KPK Garap Dua Saksi Kasus Proyek Fiktif Waskita

IN
Oleh inilahcom
Rabu 12 Agustus 2020
share
 

INILAHCOM, Jakarta - Komisi Pemberantasan Korupsi (KPK) memeriksa dua orang saksi pada hari ini, guna melengkapi berkas perkara tersangka Fathor Rachman, mantan Kepala Divisi (Kadiv) II Waskita Karya.

Kasusnya, dugaan korupsi terkait pelaksanaan pekerjaan subkontraktor fiktif pada proyek-proyek yang dikerjakan PT Waskita Karya (Persero) Tbk.

"Dua saksi yang diagendakan akan diperiksa adalah Mantan Komisaris PT Aryana Sejahtera Mohammad Hosen dan mantan Karyawan PT Aryana Sejahtera Kamaludin," kata Plt Juru Bicara KPK Ali Fikri, Rabu (12/8/2020).

Belum diketahui apa yang akan digali penyidik lembaga antirasuah dari kedua saksi. Namun, belakangan pihak KPK tengah mendalami aliran uang rasuah dari perusahaan subkontraktor fiktif ke sejumlah pihak di PT Waskita Karya.

Ali belum membeberkan lebih rinci pihak-pihak mana saja yang turut kecipratan uang panas dalam perkara ini.

KPK telah menetapkan mantan Kepala Bagian Keuangan dan Risiko Divisi II PT Waskita Karya Yuly Ariandi Siregar (YAS) dan mantan Kepala Divisi (Kadiv) II Waskita Karya, Fathor Rachman sebagai tersangka.

Fathor dan Yuly dan kawan-kawan diduga menunjuk beberapa perusahaan subkontraktor untuk melakukan pekerjaan fiktif pada sejumlah proyek konstruksi yang dikerjakan oleh emiten berkode saham WSKT tersebut.

Sebagian dari pekerjaan tersebut diduga telah dikerjakan oleh perusahaan lain, tetapi tetap dibuat seolah-olah akan dikerjakan oleh empat perusahaan subkontraktor yang teridentifikasi sampai saat ini.

Diduga empat perusahaan tersebut tidak melakukan pekerjaan sebagaimana yang tertuang dalam kontrak.
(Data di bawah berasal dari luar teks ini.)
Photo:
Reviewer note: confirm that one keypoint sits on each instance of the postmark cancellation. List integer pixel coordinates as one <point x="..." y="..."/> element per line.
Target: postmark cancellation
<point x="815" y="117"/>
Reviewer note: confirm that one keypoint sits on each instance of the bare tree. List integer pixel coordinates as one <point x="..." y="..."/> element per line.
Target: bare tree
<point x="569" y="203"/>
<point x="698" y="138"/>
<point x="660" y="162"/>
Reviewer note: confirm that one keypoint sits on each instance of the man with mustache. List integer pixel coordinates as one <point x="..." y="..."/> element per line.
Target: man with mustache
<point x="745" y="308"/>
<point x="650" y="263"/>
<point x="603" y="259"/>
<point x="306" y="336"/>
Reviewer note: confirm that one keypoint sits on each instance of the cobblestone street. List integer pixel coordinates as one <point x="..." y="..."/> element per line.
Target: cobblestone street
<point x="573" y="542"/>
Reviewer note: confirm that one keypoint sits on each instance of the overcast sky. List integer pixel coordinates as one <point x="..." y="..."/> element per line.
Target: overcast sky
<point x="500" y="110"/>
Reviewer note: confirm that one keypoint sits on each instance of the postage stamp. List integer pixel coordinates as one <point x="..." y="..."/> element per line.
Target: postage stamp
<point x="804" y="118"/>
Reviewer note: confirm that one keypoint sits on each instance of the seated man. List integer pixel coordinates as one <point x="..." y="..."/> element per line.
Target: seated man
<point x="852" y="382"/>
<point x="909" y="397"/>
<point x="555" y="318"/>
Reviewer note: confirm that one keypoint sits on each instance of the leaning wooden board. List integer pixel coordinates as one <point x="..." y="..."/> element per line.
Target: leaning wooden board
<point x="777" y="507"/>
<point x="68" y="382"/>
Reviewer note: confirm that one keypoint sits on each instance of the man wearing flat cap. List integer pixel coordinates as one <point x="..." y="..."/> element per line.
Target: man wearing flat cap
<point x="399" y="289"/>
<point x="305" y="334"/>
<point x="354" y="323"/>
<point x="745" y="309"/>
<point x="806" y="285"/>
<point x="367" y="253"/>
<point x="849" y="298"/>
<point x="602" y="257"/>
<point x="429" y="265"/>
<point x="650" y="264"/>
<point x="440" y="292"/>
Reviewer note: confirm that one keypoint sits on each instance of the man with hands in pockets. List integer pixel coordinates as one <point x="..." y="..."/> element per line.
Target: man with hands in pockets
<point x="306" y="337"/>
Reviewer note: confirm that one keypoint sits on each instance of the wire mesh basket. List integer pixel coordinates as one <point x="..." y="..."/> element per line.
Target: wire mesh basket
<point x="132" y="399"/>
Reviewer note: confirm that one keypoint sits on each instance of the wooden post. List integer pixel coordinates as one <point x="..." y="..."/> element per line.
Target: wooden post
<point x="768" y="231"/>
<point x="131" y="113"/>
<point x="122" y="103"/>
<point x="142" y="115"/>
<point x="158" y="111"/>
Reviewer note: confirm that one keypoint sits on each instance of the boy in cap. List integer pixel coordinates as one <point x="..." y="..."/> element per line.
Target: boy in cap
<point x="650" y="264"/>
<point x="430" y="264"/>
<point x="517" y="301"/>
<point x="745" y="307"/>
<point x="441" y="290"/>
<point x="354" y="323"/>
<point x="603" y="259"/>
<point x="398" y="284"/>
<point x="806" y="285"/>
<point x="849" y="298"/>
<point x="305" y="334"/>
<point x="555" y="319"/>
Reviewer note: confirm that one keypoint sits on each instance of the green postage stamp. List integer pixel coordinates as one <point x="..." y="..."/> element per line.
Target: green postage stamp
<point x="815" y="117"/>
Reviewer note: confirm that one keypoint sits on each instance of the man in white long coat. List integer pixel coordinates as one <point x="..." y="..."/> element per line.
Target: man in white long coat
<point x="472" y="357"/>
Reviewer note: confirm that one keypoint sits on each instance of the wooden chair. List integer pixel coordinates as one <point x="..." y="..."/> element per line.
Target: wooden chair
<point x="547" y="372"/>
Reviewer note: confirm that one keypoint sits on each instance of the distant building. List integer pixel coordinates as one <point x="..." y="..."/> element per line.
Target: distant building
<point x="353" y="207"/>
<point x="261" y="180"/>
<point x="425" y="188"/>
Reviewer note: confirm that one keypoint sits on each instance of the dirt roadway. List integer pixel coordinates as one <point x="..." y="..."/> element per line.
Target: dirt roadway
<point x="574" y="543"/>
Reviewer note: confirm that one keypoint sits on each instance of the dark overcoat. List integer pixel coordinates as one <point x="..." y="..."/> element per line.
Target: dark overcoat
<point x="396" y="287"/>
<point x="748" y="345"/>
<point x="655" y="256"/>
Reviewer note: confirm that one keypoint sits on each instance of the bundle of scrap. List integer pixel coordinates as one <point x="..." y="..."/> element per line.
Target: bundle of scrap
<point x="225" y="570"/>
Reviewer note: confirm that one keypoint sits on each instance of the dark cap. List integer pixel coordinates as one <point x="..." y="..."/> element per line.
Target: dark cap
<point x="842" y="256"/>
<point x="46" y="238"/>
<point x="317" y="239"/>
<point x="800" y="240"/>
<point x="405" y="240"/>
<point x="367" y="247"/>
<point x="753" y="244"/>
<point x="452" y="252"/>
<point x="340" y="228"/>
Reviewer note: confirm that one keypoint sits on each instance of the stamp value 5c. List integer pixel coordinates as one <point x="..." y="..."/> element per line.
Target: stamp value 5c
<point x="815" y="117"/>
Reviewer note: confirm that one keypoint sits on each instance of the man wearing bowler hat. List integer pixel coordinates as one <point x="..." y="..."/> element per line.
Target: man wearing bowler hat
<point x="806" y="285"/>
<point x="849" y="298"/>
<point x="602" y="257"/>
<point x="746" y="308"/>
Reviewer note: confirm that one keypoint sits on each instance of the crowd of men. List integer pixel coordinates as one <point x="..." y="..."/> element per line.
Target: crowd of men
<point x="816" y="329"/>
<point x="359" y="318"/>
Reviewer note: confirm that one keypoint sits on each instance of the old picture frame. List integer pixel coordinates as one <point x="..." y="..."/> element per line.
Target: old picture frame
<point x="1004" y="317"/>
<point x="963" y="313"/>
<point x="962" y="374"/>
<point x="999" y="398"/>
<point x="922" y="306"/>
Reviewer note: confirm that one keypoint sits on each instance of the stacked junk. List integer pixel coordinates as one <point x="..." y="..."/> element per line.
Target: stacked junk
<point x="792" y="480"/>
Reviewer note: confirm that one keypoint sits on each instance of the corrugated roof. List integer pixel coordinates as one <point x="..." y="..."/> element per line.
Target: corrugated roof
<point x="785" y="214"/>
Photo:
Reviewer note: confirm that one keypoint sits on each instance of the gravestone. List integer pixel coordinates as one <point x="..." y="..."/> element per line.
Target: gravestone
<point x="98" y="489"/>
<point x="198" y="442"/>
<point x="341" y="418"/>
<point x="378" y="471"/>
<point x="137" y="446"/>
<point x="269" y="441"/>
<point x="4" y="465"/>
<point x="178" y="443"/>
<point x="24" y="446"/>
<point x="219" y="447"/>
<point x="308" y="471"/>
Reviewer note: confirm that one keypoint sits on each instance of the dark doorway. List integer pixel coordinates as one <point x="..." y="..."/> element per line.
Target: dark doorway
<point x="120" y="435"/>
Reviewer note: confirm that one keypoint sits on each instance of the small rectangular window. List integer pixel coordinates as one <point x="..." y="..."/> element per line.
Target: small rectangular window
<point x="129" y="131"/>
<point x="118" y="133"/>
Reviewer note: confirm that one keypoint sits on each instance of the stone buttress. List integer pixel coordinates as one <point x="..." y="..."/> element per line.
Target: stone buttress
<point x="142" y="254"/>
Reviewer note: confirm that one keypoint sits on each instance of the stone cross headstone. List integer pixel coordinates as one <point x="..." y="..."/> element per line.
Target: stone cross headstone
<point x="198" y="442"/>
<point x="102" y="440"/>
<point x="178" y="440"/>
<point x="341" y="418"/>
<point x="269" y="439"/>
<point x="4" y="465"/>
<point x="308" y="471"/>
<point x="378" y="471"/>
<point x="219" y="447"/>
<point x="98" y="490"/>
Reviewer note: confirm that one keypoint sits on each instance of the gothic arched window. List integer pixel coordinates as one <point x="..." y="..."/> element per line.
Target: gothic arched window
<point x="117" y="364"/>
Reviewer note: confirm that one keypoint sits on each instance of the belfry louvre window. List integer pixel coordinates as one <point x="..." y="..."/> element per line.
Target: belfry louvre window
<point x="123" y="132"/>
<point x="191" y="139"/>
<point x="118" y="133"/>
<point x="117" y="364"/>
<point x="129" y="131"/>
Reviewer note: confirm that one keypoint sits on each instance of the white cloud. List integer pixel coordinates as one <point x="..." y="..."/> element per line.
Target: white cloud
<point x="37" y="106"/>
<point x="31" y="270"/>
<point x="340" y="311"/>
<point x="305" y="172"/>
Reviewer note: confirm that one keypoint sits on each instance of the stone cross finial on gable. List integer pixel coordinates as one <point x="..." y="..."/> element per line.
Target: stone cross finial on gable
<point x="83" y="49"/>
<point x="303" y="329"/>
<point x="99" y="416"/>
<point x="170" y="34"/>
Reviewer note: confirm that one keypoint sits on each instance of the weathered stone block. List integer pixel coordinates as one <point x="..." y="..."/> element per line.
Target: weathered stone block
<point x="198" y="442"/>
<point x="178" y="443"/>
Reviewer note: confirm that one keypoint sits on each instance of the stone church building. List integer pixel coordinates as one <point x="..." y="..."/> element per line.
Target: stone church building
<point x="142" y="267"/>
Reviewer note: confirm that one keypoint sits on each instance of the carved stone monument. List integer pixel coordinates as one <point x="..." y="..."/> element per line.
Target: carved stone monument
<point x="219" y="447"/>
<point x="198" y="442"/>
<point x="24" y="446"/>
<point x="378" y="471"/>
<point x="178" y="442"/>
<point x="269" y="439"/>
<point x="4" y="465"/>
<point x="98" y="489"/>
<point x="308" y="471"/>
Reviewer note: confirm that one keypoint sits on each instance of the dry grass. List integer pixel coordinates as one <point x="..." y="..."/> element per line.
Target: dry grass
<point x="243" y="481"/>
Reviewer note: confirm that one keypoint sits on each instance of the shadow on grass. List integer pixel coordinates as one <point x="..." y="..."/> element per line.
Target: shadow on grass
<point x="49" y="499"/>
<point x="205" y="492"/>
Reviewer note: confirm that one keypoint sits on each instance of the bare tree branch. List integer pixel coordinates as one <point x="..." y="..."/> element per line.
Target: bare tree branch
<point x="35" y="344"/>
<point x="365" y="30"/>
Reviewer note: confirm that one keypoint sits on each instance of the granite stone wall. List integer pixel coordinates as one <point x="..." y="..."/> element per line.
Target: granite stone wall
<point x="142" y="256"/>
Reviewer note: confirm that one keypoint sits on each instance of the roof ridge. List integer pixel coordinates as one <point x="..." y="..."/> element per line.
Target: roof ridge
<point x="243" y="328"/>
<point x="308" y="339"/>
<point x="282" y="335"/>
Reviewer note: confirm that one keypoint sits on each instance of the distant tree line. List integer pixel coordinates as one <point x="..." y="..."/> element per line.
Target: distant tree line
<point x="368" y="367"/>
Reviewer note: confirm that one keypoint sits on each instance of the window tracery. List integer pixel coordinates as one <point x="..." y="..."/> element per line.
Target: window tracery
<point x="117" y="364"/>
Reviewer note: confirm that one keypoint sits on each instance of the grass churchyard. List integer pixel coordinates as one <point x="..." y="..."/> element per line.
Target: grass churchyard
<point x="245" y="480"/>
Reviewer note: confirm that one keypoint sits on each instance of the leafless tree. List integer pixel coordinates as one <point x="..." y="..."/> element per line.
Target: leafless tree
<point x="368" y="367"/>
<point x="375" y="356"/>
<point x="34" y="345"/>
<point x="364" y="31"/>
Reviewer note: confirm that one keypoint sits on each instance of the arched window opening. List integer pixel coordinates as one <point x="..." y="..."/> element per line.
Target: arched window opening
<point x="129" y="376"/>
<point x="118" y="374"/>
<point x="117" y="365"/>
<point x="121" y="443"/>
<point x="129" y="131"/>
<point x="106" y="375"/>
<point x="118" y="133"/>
Atas subkontrak pekerjaan fiktif itu, PT Waskita Karya selanjutnya melakukan pembayaran kepada perusahaan subkontraktor tersebut.

Namun selanjutnya, perusahaan-perusahaan subkontraktor tersebut menyerahkan kembali uang pembayaran dari PT Waskita Karya kepada sejumlah pihak termasuk yang kemudian diduga digunakan untuk kepentingan pribadi Fathor Rachman dan Yuly Ariandi Siregar.

Dari perhitungan sementara dengan berkoordinasi bersama Badan Pemeriksa Keuangan (BPK) RI, diduga terjadi kerugian keuangan negara setidaknya sebesar Rp186 miliar. Perhitungan tersebut merupakan jumlah pembayaran dari PT Waskita Karya kepada perusahaan-perusahaan subkontraktor pekerjaan fiktif tersebut.